By Brian Okoth
Frelimo, the ruling party in Mozambique, wants the 2024 district elections postponed and the country’s constitution revised.
The party has now asked for consensus in parliament to have the proposals adopted.
Frelimo’s leader in parliament, Sergio Pantie, said it was their expectation that the MPs would approve the proposal to review the constitution.
“The proposal (to revise the constitution) has been triggered by our people’s aspirations,” Pantie said on Thursday.
“The requirement that the district elections be held in 2024 should be removed from the text in the constitution,” he added.
Pantie said the country’s three political parties, including the opposition, should sit down and agree to have the polls date changed.
He said the MPs’ decisions should, however, receive the blessings of the electorate.
“We should present to the National Assembly alternative models adjusted to the Mozambican reality,” he said.
The Mozambique Liberation Front (Frelimo) has a strong majority in parliament, with 184 members out of 250.
Viana Magalhaes, the leader of opposition party Mozambican National Resistance (Renamo), said they would oppose Frelimo’s proposals to revise the constitution and change election date.
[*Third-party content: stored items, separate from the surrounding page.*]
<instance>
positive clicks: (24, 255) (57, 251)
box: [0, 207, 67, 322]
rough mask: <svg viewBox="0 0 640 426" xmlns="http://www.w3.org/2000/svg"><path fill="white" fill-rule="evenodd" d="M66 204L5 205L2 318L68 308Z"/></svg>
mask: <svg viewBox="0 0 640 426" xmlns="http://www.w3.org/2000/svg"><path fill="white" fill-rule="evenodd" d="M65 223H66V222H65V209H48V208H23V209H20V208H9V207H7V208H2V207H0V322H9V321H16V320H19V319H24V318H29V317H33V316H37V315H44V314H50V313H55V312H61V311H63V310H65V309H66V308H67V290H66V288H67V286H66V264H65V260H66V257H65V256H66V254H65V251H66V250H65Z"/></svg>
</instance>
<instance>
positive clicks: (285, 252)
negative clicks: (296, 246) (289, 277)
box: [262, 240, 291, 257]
Magalhaes said Frelimo was resorting to “dictatorship, tyranny and lack of common sense” in its proposals. The opposition said five years have not elapsed to warrant revision of the constitution.
“Frelimo deposited in parliament a bill to revise the constitution even before the maturation period of the current constitution. They just want to make holding of district elections unfeasible,” Magalhaes said in parliament.
Though the exact date when the district elections will be held remains unclear, there is a legal provision stipulating that the polls be held in 2024.
The legal provision is in an agreement signed between the Government of Mozambique and Renamo in 2019.
According to the 2019 Peace and National Reconciliation Agreement, the district elections must be held simultaneously with the presidential and legislative elections.